Gordon Brown’s love of pre-dawn emails is legendary. But I don’t think anyone imagined they were about mosquito nets. Here’s the passage from the US embassy cable:
The prime minister is personally engaged on assistance issues, Dinham [a senior civil servant] noted. It is not unusual, he said, for DFID officials to receive emails sent before dawn from the prime minister, inquiring about bed net programs to combat malaria, or sharing his latest idea on education programs.

The thing to remember is that this wasn’t just a case of Brown firing off his emails directly. Before being sent, a lot of his messages had to be deciphered from Brownese, a strange Scottish dialect written in caps that often includes anagrams in sentences.
There was apparently one man in Downing Street who excelled in understanding the code, a civil servant rightly lionised for his patience and skill. Just imagine the potential for Brown to mangle the word mosquito, especially when a few extra letters are added to the anagram.

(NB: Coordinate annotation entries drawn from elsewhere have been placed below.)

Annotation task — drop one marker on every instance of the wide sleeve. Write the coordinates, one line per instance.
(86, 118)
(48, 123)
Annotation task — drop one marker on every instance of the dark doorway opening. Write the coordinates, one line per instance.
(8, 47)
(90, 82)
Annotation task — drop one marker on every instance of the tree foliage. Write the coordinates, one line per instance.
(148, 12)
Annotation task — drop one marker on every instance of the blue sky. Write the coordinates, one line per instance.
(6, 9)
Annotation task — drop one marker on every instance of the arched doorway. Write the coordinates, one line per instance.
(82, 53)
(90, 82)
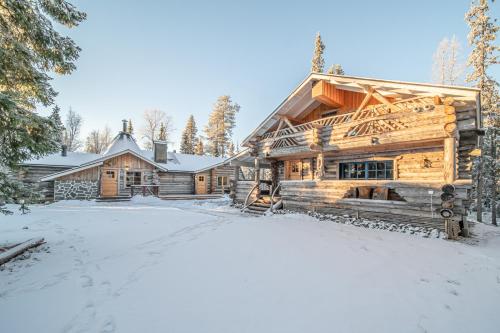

He was truly a one-man Bletchley Park for the Brown era. As the US embassy cable shows, he was working his magic in the early hours too. Others courageously laboured over Brown texts but I’m told that this man in particular deserves a medal. We won’t name him — just think of him as the unknown civil servant. Now his once-essential skill is somewhat redundant, let’s all hope he survives the great Whitehall efficiency drive.